TV amateurs use them at symbolrates as low as 300ksps and I read that the achievable minimum setting in one of the chipsets would be 105ksps. At a bandwith of about 1.4*symbolrate that would be around 150kHz of bandwidth, clearly a bit more than you are planning, but the advantage of bog-standard NIM modules that are L-band in demodulated data out at around $15/piece is not to be overlooked to easily…
There are no low-cost S2X ICs that support the Very Low SNR mode of the S2X standard. At this time, there is one commercially available chip that does support VLSNR, but it is obscenely expensive. VLSNR was important because it demodulates down to -11dB SNR, whereas S2 is limited to -2dB SNR with QPSK 1/4. S2 ICs are plentiful, of course, though they tend to require a TS-interface, which further restricts the types of compute IC we can use.
ST does have a demodulator that can go really, really low (symbol rate), but they shut down their STB business unit last year, so selecting that part would have been a very risky choice.
At volume, we should be able to get 100kbps out of our own NIM for less than $15.
Wooow…that is really impressive for that little bit of money! Awesome work Syed
That is down the line, not right away.
Actually, there are countless applications that can benefit from a low-cost NIM for SCPC data.
Of course the big talk is the Bitcoin Block Chain broadcast.
We’ve seen Amber Alert (missing children) and Silver Alert (missing old people) signs on the freeway, variable speed limits, closed lane indications, etc.

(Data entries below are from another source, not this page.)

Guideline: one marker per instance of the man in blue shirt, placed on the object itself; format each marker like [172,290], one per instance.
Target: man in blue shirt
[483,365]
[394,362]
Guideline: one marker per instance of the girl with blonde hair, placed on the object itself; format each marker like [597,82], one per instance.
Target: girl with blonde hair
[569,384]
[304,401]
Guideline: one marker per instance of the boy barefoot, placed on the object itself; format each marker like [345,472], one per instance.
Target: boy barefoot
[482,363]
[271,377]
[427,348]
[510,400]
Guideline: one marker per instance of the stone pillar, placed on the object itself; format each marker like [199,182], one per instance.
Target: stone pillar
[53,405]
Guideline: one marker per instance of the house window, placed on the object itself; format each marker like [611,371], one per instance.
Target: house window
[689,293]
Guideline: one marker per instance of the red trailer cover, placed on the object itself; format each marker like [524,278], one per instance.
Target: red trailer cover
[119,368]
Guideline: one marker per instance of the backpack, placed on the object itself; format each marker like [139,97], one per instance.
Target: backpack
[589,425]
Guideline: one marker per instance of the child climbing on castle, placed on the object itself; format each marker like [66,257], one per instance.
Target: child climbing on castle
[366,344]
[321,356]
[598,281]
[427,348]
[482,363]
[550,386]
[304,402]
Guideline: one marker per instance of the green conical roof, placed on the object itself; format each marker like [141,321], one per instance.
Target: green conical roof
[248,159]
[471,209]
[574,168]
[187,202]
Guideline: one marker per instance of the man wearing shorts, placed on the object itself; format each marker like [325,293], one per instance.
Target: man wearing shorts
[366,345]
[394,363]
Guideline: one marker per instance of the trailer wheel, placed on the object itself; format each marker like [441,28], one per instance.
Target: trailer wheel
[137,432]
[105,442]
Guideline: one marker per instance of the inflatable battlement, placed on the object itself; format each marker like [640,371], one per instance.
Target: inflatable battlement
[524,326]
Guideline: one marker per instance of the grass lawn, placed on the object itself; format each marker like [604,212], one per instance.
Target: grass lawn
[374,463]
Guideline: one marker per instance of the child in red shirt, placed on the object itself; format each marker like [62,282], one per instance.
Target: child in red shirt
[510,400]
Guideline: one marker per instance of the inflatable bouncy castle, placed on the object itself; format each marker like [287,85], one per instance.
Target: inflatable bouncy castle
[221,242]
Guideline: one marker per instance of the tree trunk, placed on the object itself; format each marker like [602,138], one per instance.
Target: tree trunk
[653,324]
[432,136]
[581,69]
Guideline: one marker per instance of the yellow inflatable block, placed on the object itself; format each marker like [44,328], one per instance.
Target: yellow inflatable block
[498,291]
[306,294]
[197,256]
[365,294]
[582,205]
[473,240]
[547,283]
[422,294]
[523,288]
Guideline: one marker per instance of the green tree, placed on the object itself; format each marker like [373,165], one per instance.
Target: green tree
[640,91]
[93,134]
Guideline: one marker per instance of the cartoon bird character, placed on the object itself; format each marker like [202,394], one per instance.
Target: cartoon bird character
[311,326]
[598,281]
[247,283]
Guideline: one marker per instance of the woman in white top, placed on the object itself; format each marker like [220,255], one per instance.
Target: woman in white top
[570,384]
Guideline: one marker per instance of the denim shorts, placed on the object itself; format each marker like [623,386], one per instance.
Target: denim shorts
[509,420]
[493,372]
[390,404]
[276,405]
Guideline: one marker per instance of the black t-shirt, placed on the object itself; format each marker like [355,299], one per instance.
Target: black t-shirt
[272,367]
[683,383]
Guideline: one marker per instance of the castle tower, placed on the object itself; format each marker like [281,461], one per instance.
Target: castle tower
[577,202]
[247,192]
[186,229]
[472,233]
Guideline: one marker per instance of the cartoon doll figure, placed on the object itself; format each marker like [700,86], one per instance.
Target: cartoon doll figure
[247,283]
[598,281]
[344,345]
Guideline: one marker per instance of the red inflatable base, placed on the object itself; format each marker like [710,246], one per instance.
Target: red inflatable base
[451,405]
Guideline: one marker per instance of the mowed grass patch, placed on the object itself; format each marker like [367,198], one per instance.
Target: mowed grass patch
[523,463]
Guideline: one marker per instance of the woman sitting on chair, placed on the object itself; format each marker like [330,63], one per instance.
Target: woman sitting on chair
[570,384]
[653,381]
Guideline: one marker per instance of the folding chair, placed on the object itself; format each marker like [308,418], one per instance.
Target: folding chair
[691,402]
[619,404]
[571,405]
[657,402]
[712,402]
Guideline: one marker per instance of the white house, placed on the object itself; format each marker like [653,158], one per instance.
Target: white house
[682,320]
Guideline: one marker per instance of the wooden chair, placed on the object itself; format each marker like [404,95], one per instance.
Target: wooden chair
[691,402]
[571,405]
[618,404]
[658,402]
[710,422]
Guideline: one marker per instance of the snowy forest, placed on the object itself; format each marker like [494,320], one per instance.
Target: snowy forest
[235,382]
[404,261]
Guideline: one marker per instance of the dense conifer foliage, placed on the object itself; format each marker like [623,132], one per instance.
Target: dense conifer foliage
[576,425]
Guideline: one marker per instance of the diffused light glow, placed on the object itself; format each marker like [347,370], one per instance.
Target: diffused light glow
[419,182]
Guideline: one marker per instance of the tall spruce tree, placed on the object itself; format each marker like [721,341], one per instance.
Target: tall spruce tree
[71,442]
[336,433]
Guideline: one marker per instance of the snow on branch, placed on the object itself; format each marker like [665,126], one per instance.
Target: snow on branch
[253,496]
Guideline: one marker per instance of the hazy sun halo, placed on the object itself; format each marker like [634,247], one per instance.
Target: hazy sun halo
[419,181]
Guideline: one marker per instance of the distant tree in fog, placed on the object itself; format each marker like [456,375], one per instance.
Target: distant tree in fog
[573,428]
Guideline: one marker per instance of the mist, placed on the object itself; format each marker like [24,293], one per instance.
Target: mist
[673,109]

If you have seen satellite dishes on top of gas stations, I think there are several things that are being sent down by satellite. 1) Bad credit card numbers 2) The gas prices 3) Entertainment programming at the gas pump. The video loop appears to get updated by satellite.
In rural areas, I can imagine that the current market price for various commodity items can be very useful.
I’ve seen satellite dishes on top of grocery stores. Certainly the in-store entertainment audio, sales prices for the tens of thousands of items come to mind. LCD displays are cheap enough that the prices on the shelves could be updated by satellite. Traditionally, grocery stores had 3-5 T1 lines running to them.
The Internet of Things concentrates on sensing things from a remote source and bringing that data to a centralized cloud server. But I can also see information being disseminated from a centralized cloud server to small satellite receivers.
Eg. turning on and off irrigation systems based on weather predictions.
Eg. Severe weather, tsunami, earthquake, wildfire warnings.
Finding the applications can increase the number of NIMs demanded and bring down the price.
Syed, When you release frequency and polarity, would I and others be able to see a carrier? Simple setup for me is MK-1 LNBF powered by 20 volts on a photo tripod pointing at correct satellite. And Using SDR# into Windows 10 laptop. If true it would put smiles on many faces, and more importantly help us learn how to point a dish-less LNB well before we see a DC3 board.
I’m not entirely sure you’ll be able to see the carrier, but it’s worth a shot. It will be on the high-side of RTLSDR bandwidth. It looks like we are on the verge of finalizing something on EchoStar-9, which is at 121W.
Pointing a dishless LNB is exceptionally easy. I just eyeball it and twist my wrist until I see the packets-LED blink.
Aiming my receiver
Can’t seem to find EchoStar-9 on N2YO. Maybe, it’s really GALAXY 23 (TELSTAR 13)? I see 22 other EchoStar’s listed, but not EchoStar-9.